Hiding from sunlight
This dark shelter shields us from the invisible microscopic monsters
Scaring us into the realization of the things that don’t matter and awakening our hearts to those that last.

Hoping in Silence
This quiet meditation calms our present, but the future is one that we will create together
Building a world that battles a common enemy and outgrows our complacency.

Change our World
This oblivious infection cares only about destroying all it encounters
Changing how we view the sick, the hungry, and the lonely and preparing us to see the world with fresh communal eyes.


Tuesday, February 11, 2020

What if God is Asleep?

If God is Asleep…
Are snow-capped mountains any less majestic?
Are ageless melodies any less sweet to the ears?
Are the embraces of love any less captivating?

If God is Asleep…
Do my words of anger and outrage matter?
Do my aspirations of changing the world matter?
Do my selfless acts of devotion and chivalry matter?

If God is Asleep…
Will my children love me any less?
Will my students appreciate me any more?
Will my friends and family miss me when I am gone?

If God is Asleep…
Can my righteousness take me any higher?
Can my motivation and ambition make me any happier?
Can my weakness make me any stronger?

If God is Asleep…
Is life any less beautiful and worthwhile?
Is there any point in working endless hours on my job?
Is there any reason not to live life to the fullest every day?

If God is Asleep…
What will be our greatest focus?
What will be our most frivolous fear?
What will be our lasting legacy?

If God is Asleep…should we even wake him?

Sunday, January 19, 2020

I'm the Okayest!

Balance is a word that brings so many pictures to mind – our checkbook, a seesaw, a yoga pose on one foot, meditation. But the truth is that we are all out of balance. We are all imperfect human beings.

When you look around and compare yourself to others, it is easy to find that one person who has it all. Perfect hair and body. Straight A student. Smiling and happy family. Excels in everything they do. At the top of their career. Or so it seems. Even those who appear to have it all are playing tricks on your eyes; it is all smoke and mirrors.

Years ago I felt like it was a curse to be mediocre at many things. I thought I had to be a superstar in every area of my life—teacher, husband, dad, son. As a preacher once told me, “You can be perfect.” What a lie. In reality, my pursuit of perfection was exhausting.  There is no way we can be amazing at everything. No matter what life coaches try to tell us.

You may have heard the term “imposter syndrome” described as the feeling that you will never be good enough. It is pitched as something that goes away when you reach the pinnacle of success. But that could not be further from the truth. Every day when I roll out of bed and look in the mirror, I see an imposter staring back at me.
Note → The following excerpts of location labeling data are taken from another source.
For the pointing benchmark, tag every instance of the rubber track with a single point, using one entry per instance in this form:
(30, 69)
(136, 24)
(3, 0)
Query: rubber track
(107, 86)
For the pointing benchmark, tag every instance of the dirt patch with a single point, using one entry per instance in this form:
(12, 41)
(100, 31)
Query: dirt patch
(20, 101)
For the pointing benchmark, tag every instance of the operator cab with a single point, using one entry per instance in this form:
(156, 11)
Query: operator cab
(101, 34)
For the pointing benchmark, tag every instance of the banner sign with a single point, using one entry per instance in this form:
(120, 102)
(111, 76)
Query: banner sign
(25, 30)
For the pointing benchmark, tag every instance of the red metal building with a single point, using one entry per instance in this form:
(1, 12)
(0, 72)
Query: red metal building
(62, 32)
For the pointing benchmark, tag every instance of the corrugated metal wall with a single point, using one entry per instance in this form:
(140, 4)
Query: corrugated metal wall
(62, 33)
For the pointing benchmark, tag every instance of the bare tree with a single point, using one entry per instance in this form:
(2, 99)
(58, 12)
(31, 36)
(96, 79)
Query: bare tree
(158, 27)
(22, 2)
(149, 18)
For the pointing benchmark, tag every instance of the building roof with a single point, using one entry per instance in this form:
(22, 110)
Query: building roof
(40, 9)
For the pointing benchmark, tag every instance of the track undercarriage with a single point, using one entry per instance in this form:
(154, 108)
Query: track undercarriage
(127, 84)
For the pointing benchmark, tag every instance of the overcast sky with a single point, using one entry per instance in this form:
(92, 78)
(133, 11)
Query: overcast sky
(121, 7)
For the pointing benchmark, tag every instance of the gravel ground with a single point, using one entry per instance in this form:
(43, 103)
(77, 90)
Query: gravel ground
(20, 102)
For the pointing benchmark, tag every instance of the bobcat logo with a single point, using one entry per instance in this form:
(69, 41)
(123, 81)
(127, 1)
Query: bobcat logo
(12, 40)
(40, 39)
The realization that I will never be a prolific writer with 150 publications, will not have perfect course evaluations and not every student will like me, that I am a pretty good dad, that I will never have a six-pack or run a marathon, and that I am a decent human being (but not Jesus); these are the splashes of cold water that keep me moving. For I have found that instead of celebrating my greatness and seeking cheers for my wondrous exploits, I focus on my weaknesses and inch toward “betterness” each day.

This is not a pessimistic message saying you should never strive for greatness. It would be a terrible motivational speech to tell someone: “Strive for mediocrity!” But some days you are not awesome. Some days you are weak and powerless to your failures. Some days you are not popular. But some days you win. And those are the days you must live for.

So today I will strive to be the best David Maurice Sparks that has ever lived. And if there is another one out there somewhere, he is probably just as OK as me.